A survey into Japan’s approved but unbuilt solar PV projects from the 2012 fiscal year has produced another set of definitive results, with 1.82GW of cancellations announced by the government this week.
Yasuhiro Goto, deputy director of Japan’s Agency for Natural Resources and Energy, a division of the influential Ministry of Economy, Trade and Industry (METI) confirmed the figure to PV Tech this morning. Goto said the ministry would not be naming developers involved in the cases due to the wish to respect privacy and reputation.
However a specially convened working group that looked into the projects and 2012 approved projects made its findings public. Documents released by the group and posted in Japanese on the METI website show that 1.82GW, 9.7% of financial year 2012’s approved projects, have been cancelled, while hearings are now expected to be held for a further 2.7GW of 2012 approvals.
Conversely, the ministry’s working group said 8.8GW, or 47% of 2012’s projects were already connected or had produced the necessary documentation to go ahead with construction.
The document details some of the main reasons for project cancellations, placing emphasis on the grid connection issues that have become a stumbling block to much development in the remote northern island region of Hokkaido and the equally remote sub-tropical southern island region of Okinawa. It was not immediately clear from the working group’s document how many projects this applied to.

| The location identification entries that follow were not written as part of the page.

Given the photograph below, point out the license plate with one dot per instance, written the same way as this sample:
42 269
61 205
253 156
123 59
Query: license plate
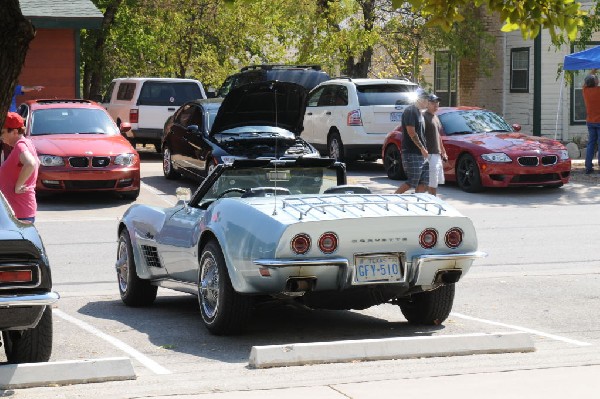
395 116
377 268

There had originally been some intimation that due to the relatively lucrative FiT rates offered in 2012 when Japan’s tariff programme was launched and the ease of obtaining FiT approval as long as accredited equipment was used, some developers had applied for projects at the 2012 rate and waited until costs went down to start actually developing their projects, thus maximising profits. Last week, METI told PV Tech that a deadline at the end of August for developers of 2012-approved projects had met with a good response.